Noise Cancellation in C++ and Python: Phase 3 — Bridging C++ and Python with ZeroMQ

April 29, 2026 · Luciano Muratore

Phase 1 established the C++ audio pipeline. Phase 2 proved the Python AI model works in isolation. Phase 3 connects them into a single real-time system. This is where the architecture becomes real — and where the hard problems surface.

What the Bridge Needs to Do

The bridge has one job: move audio data between two separate processes with low enough latency that the result feels real-time. Every 34 milliseconds, C++ has a new chunk of 1536 audio samples ready. Python needs to receive those samples, run DeepFilterNet, and send back 1536 clean samples — all before the next chunk arrives.

[Mic] → [C++ 44100Hz] → [ZeroMQ] → [Python: resample + DeepFilterNet]
                                                    ↓
[Speakers] ← [C++ 44100Hz] ← [ZeroMQ] ← [Python: resample back]

Why ZeroMQ

ZeroMQ is a messaging library that lets two separate processes exchange data over a socket. It sits between raw TCP sockets (which require manual framing and protocol design) and full message brokers like RabbitMQ (which are designed for distributed systems at scale). For two processes on the same machine exchanging audio buffers, ZeroMQ hits the right balance of speed and simplicity.

The pattern used here is REQ/REP — request and reply. C++ sends a chunk of noisy audio and waits. Python receives it, processes it, and sends back clean audio. C++ receives the reply and the cycle repeats.

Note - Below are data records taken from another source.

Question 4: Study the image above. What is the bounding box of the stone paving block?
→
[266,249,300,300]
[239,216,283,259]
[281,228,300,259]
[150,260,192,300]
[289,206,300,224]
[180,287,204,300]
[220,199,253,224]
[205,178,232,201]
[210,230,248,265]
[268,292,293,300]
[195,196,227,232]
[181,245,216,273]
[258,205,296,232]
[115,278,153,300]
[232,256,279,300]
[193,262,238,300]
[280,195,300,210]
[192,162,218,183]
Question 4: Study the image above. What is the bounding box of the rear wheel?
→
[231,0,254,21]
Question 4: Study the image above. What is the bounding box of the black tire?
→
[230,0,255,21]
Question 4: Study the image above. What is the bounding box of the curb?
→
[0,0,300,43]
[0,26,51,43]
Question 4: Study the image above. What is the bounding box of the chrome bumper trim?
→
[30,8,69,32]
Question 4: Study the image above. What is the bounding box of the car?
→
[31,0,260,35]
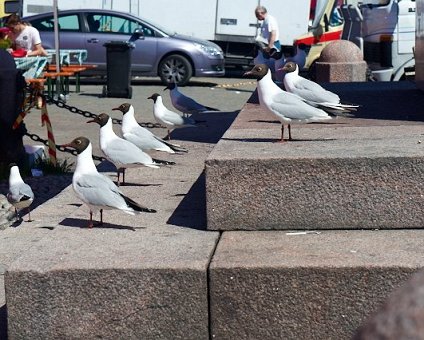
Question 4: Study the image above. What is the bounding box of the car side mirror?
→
[129,28,144,42]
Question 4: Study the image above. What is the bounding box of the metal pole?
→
[53,0,61,98]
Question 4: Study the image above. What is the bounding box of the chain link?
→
[46,96,164,129]
[25,133,106,162]
[25,96,164,162]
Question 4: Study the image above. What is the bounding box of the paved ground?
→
[0,73,255,338]
[24,74,256,167]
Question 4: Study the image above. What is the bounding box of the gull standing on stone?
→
[244,64,331,142]
[65,137,156,228]
[164,83,219,115]
[6,163,34,222]
[87,113,175,185]
[112,103,188,153]
[282,61,359,114]
[147,93,198,140]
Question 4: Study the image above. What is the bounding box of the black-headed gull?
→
[87,113,175,185]
[282,61,359,113]
[112,103,187,153]
[165,83,219,115]
[65,137,156,228]
[147,93,197,139]
[244,64,331,142]
[6,163,34,222]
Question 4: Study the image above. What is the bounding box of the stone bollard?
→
[316,40,367,82]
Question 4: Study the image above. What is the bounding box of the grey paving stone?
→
[209,230,424,340]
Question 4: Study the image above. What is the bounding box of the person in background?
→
[254,6,282,74]
[5,14,47,57]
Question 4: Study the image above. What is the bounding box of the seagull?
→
[286,43,306,68]
[282,61,359,114]
[147,93,199,140]
[275,43,306,82]
[6,163,34,222]
[244,64,331,142]
[87,113,175,185]
[164,83,219,115]
[112,103,188,153]
[65,137,156,228]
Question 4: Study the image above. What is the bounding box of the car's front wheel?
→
[158,54,193,86]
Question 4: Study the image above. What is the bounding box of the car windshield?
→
[141,18,177,36]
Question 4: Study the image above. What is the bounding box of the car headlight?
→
[194,43,224,56]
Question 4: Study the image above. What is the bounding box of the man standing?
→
[6,14,47,57]
[254,6,281,70]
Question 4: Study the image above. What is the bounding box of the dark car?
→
[24,9,225,85]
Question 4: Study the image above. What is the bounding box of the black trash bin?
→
[103,41,134,98]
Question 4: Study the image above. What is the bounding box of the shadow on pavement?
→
[166,172,206,230]
[171,110,240,144]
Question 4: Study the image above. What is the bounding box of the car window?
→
[31,14,80,32]
[87,14,155,37]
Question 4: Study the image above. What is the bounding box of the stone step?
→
[209,230,424,340]
[206,84,424,230]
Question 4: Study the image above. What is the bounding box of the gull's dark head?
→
[243,64,269,80]
[163,82,177,91]
[87,113,110,127]
[112,103,131,114]
[64,137,90,155]
[280,61,297,73]
[147,93,160,103]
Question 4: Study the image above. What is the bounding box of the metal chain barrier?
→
[19,89,164,162]
[25,132,106,162]
[46,96,164,129]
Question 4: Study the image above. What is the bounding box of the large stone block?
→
[206,91,424,230]
[209,230,424,340]
[5,224,217,340]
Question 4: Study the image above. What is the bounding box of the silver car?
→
[24,9,225,85]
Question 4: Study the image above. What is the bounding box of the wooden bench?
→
[43,71,74,96]
[47,64,97,93]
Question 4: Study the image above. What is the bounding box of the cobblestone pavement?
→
[0,74,256,229]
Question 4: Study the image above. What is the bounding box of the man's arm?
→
[27,44,47,57]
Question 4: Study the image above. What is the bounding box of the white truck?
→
[22,0,312,65]
[343,0,416,81]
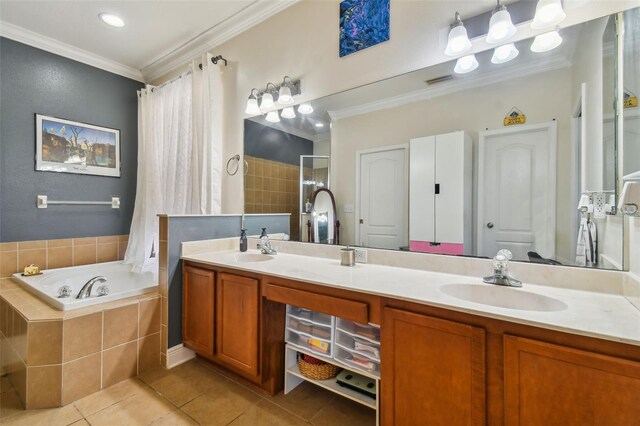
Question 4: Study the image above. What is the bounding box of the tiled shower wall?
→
[0,235,129,278]
[244,156,300,241]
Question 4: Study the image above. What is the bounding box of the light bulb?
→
[453,54,478,74]
[531,29,562,53]
[278,85,293,105]
[266,111,280,123]
[491,43,520,64]
[298,104,313,114]
[260,93,273,111]
[282,107,296,118]
[531,0,567,30]
[244,96,260,115]
[487,6,516,44]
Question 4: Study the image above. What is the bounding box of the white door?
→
[356,146,408,250]
[477,121,557,260]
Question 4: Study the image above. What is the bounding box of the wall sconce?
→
[444,12,471,56]
[245,76,302,116]
[531,0,567,30]
[487,0,516,44]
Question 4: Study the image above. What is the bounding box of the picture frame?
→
[36,114,120,177]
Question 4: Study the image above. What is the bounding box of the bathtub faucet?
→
[76,275,107,299]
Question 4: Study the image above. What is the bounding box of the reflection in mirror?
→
[310,188,340,244]
[245,9,640,269]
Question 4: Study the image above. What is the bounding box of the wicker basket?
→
[298,352,342,380]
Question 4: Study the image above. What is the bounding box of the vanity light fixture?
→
[487,0,516,44]
[453,54,478,74]
[491,43,520,64]
[444,12,471,56]
[266,111,280,123]
[244,89,261,115]
[298,103,313,115]
[531,27,562,53]
[278,75,293,105]
[282,107,296,118]
[531,0,567,30]
[98,12,124,28]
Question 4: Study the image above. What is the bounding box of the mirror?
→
[310,188,340,244]
[245,8,640,269]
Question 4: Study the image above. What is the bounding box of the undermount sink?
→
[235,253,273,263]
[441,284,567,312]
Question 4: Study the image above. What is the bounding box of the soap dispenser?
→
[240,229,247,253]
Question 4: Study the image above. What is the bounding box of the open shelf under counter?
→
[284,343,380,425]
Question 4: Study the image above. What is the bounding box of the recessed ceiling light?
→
[98,13,124,28]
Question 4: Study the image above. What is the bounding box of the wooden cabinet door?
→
[380,308,486,426]
[182,266,215,359]
[504,336,640,426]
[215,273,260,376]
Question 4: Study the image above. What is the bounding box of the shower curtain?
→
[124,54,223,272]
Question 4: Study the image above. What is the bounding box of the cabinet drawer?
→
[264,284,369,323]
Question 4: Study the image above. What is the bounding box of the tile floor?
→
[0,359,375,426]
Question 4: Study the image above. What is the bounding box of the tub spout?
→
[76,275,107,299]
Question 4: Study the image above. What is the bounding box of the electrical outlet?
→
[355,248,367,263]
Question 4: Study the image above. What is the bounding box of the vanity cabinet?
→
[504,335,640,426]
[182,266,215,359]
[215,273,260,377]
[380,308,486,426]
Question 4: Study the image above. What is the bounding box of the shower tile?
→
[103,303,138,349]
[18,249,47,271]
[140,298,161,337]
[62,353,102,405]
[27,321,62,366]
[27,365,62,410]
[73,245,96,266]
[97,242,118,263]
[47,246,73,269]
[138,333,161,374]
[62,312,102,362]
[102,341,138,389]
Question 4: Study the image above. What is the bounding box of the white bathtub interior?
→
[13,261,158,311]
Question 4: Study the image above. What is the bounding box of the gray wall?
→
[244,120,313,166]
[167,214,289,348]
[0,38,143,241]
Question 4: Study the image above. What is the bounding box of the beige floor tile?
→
[270,382,336,420]
[231,400,308,426]
[2,405,82,426]
[87,390,175,426]
[151,410,198,426]
[311,397,376,426]
[181,382,261,425]
[73,379,147,417]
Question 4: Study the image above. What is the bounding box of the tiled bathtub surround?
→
[0,278,161,409]
[0,235,129,278]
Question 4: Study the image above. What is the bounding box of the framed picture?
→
[36,114,120,177]
[340,0,389,57]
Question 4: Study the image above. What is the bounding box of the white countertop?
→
[182,250,640,346]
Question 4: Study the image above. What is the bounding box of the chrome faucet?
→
[76,275,107,299]
[257,233,278,254]
[482,250,522,287]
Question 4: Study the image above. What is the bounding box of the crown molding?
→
[328,55,571,120]
[0,21,144,82]
[142,0,301,81]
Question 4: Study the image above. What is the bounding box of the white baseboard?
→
[165,344,196,369]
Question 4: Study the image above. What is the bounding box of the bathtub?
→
[13,261,158,311]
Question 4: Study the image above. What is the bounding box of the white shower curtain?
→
[124,55,223,272]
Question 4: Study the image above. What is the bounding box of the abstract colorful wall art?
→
[340,0,389,57]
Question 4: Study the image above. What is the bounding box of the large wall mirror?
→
[245,8,640,269]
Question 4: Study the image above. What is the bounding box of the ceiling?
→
[0,0,295,81]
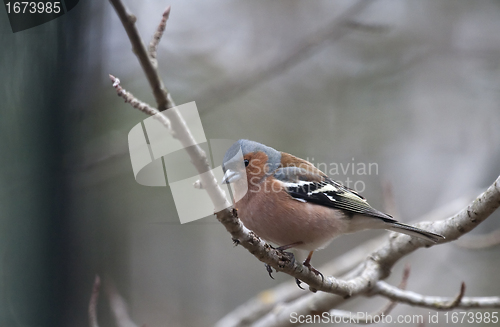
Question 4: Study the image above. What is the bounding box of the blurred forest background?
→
[0,0,500,326]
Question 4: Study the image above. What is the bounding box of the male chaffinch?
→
[223,140,444,280]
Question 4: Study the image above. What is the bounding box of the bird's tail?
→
[385,222,444,243]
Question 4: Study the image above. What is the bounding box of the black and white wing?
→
[274,167,396,222]
[274,167,444,243]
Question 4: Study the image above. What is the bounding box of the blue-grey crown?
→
[223,139,281,172]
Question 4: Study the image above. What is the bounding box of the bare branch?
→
[329,264,410,325]
[373,281,500,310]
[109,74,171,130]
[89,275,101,327]
[106,0,500,320]
[110,0,230,213]
[148,6,170,68]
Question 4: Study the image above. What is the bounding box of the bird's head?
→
[222,140,281,186]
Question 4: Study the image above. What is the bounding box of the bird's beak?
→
[222,169,241,184]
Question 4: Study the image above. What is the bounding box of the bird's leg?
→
[265,241,303,280]
[302,251,325,280]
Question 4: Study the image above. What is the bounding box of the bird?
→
[222,139,444,287]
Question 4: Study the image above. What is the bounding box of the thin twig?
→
[216,196,477,327]
[329,264,410,325]
[109,0,175,111]
[89,275,101,327]
[148,6,170,67]
[372,281,500,310]
[441,282,465,310]
[110,0,500,304]
[109,74,172,132]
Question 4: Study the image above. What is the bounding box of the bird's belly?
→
[236,199,348,251]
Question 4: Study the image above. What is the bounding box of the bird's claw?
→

C++ (REQ socket)               Python (REP socket)
────────────────               ───────────────────
Send noisy audio      ──→      Receive noisy audio
                               Run DeepFilterNet
Receive clean audio   ←──      Send clean audio

Both sides connect to the same local address: tcp://127.0.0.1:5555. The 127.0.0.1 address means the traffic stays entirely on the local machine and never touches the network.

Building ZeroMQ on Windows

ZeroMQ ships as source code rather than pre-built binaries, which is typical for C++ libraries. The reason is that C++ binaries are tied to the specific compiler, version, and settings used to build them. A binary compiled with GCC on Linux will not work with MSVC on Windows. By shipping source, the library guarantees compatibility regardless of the developer’s toolchain.

Building it requires loading the MSVC environment and running CMake:

"C:\Program Files\Microsoft Visual Studio\2022\Community\VC\Auxiliary\Build\vcvars64.bat"
cd C:\dev\zeromq
mkdir build && cd build
cmake .. -G "Visual Studio 17 2022" -A x64 -DBUILD_TESTS=OFF
cmake --build . --config Release

This produces libzmq-v143-mt-4_3_5.dll and libzmq-v143-mt-4_3_5.lib — the engine and the connector, following the same pattern as PortAudio from Phase 1.

The Sample Rate Problem

DeepFilterNet expects audio at 48000 Hz. The Windows MME audio devices run at 44100 Hz. These two rates cannot be used together directly — a conversion is needed somewhere in the pipeline.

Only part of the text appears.